Sosteniendo su mirada, le dije:
—Nada de lo que usted pudiera decirme me sorprendería, Poirot. Téngalo entendido. Pero en el caso de que pensara reanudar sus pesquisas para encontrar a miss Duveen, desearía que tuviese una cosa bien presente. Si tiene usted alguna idea de que haya estado complicada en el crimen o que fuese la dama misteriosa que visitó a Renauld aquella noche, está equivocado. Fue aquel día compañera mía de viaje desde Francia, y me separé de ella aquella noche en la estación Victoria, de suerte que es claramente imposible que estuviese en Merlinville.

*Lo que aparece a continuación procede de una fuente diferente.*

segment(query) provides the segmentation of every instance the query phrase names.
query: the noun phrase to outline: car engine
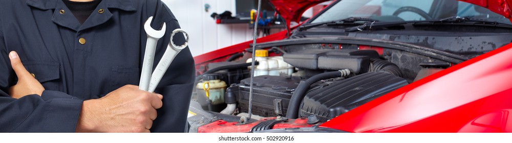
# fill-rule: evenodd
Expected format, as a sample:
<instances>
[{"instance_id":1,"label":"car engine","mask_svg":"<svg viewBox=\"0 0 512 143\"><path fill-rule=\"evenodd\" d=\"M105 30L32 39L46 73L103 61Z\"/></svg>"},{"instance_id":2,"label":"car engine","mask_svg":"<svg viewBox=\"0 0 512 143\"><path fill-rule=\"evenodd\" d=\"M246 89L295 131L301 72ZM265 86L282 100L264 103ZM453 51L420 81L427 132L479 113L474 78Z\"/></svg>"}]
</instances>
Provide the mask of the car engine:
<instances>
[{"instance_id":1,"label":"car engine","mask_svg":"<svg viewBox=\"0 0 512 143\"><path fill-rule=\"evenodd\" d=\"M446 67L425 58L423 68L401 68L373 50L285 47L286 53L275 47L257 50L252 103L250 67L245 64L250 56L209 64L206 68L213 70L198 81L191 103L190 111L201 115L189 117L190 132L250 132L317 126L407 85L416 76ZM408 75L411 73L417 75ZM219 82L225 85L210 85L209 90L203 87L206 82ZM241 121L249 112L251 118Z\"/></svg>"}]
</instances>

—¡Ah! —suspiró Poirot y me miró con aire pensativo—. ¿Y juraría usted esto ante un tribunal?
—Con toda seguridad lo juraría.
Poirot se levantó e hizo una inclinación de cabeza.
—mon ami! Vive l'amour! Puede obrar milagros. Es decididamente ingenioso lo que ha pensado usted ahora. ¡Esto deja pequeño al mismo Hércules Poirot!